The company also announced a Pokemon game for mobile devices, “Pokemon Go” – a new concept for Nintendo, which is known for its handheld systems.
“Pokemon Go” is expected to turn real life into a sort of Pokemon world – it’s a GPS-enabled app that lets you virtually encounter and catch Pokemon as you travel to different places.
Your iPhone or Android will alert you when there is a Pokemon nearby, and you can try to catch it by entering a code in your phone.
Nintendo is planning to host events for people to trade their Pokemon and build their collections.
No longer is playing Pokemon a solitary activity.
In order to thrive in the series’ new games, including “Pokemon Go,” being social is as key as assembling a balanced Pokemon team, Valentine said.
“They’re focusing so much on connecting with other people,” she said. “Especially since (‘Pokemon) Black’ and (‘Pokemon) White,’ the themes in the game have been all about connecting with your friends, connecting with people in different cultures, connecting with your family.”
The stereotypical “gamer sitting around in his mom’s basement” is dead.

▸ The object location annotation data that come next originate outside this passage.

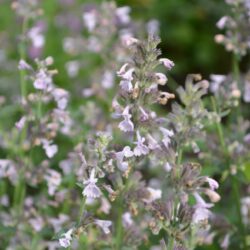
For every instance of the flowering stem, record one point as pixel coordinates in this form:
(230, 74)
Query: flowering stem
(22, 52)
(119, 229)
(234, 180)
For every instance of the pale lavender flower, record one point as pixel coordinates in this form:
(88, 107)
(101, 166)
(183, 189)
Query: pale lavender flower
(161, 79)
(153, 27)
(225, 242)
(167, 134)
(23, 65)
(50, 149)
(246, 95)
(201, 209)
(91, 190)
(128, 40)
(144, 115)
(216, 81)
(212, 183)
(126, 152)
(126, 85)
(42, 80)
(65, 241)
(36, 36)
(141, 148)
(72, 68)
(167, 63)
(126, 125)
(104, 225)
(90, 20)
(20, 124)
(53, 179)
(222, 22)
(37, 223)
(123, 14)
(154, 194)
(61, 97)
(105, 205)
(107, 80)
(127, 220)
(167, 167)
(152, 143)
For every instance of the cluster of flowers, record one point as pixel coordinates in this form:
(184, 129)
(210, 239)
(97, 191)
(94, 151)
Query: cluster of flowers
(138, 173)
(121, 172)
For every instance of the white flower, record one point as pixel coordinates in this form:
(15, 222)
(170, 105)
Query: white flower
(91, 190)
(212, 183)
(126, 125)
(61, 97)
(127, 220)
(222, 22)
(42, 80)
(126, 152)
(216, 81)
(154, 194)
(53, 179)
(20, 124)
(167, 167)
(90, 20)
(144, 115)
(201, 209)
(50, 149)
(36, 37)
(161, 78)
(141, 148)
(104, 225)
(167, 63)
(108, 79)
(152, 143)
(23, 65)
(72, 68)
(65, 241)
(166, 136)
(123, 14)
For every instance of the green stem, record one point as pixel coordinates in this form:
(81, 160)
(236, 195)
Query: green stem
(119, 228)
(22, 52)
(235, 182)
(171, 243)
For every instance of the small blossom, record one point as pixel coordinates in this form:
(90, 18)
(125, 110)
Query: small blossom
(90, 20)
(152, 143)
(212, 183)
(216, 81)
(104, 225)
(20, 124)
(161, 79)
(154, 194)
(42, 80)
(213, 196)
(201, 209)
(144, 115)
(127, 220)
(126, 152)
(167, 167)
(141, 148)
(126, 125)
(65, 241)
(123, 14)
(61, 97)
(167, 63)
(53, 179)
(23, 65)
(91, 190)
(166, 136)
(50, 149)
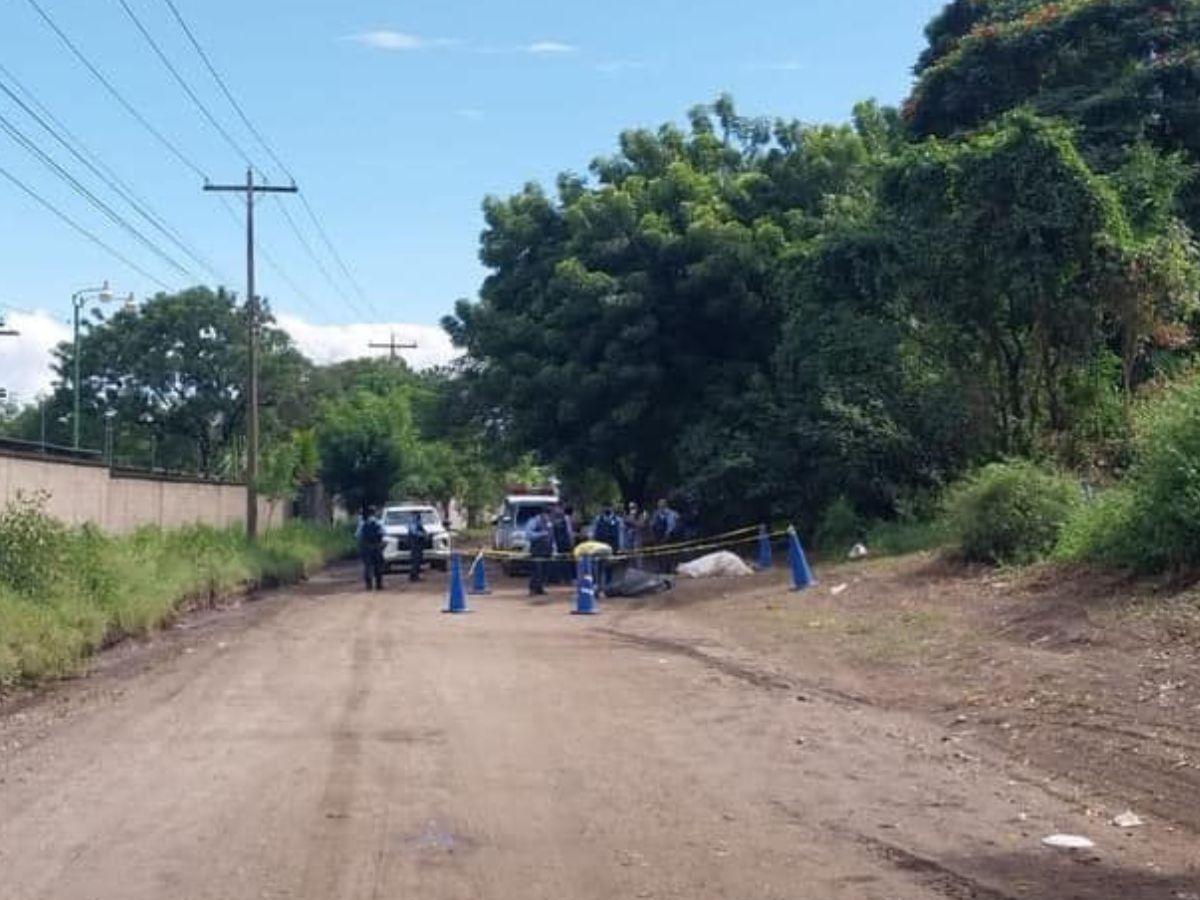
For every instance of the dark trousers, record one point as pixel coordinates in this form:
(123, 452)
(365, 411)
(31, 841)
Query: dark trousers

Or, at least, pretty much, Sickmon said.
“The chance to get out and be face-to-face social is rather cool, but it’s not a brand-new idea,” Sickmon said. “Look at the original Pokemon games, where you could direct link (between Game Boy systems). It wasn’t new but it was a little more exclusive.”
The popularity of Pokemon is perhaps telling of a relatively recent shift in culture in the United States.
Decades ago, it might have been considered taboo for adults to openly consume media intended for children.
As millennials have transitioned into traditional adulthood, they have retained things like Pokemon. In most cases, people will openly admit they play the game and sometimes will attend in-person conventions or swap meets at GameStop locations and local venues like Hero Complex or Wizards Asylum.
Gamers like Sickmon are quick to point out, though, that video games were not always considered a child’s pursuit – quite the opposite, he said. In the 1970s and ’80s, he said, playing Atari was largely considered entertainment for adults.
“We’re now on our third generation of people who grew up with video games,” Sickmon said. “It’s now fully ingrained into our culture.”
Fields said most millennials can talk about Pokemon publicly and “there’s not judgment – there seems to be more understanding.”
“It’s weird, but it gives us a way to connect with our kids and the new generation of Pokemon players that will be coming about, because we have that shared experience,” Fields said. “They’re going to know what Pikachu is and you’ll still know what Pikachu is. You’re growing up together and it’s becoming a shared experience.”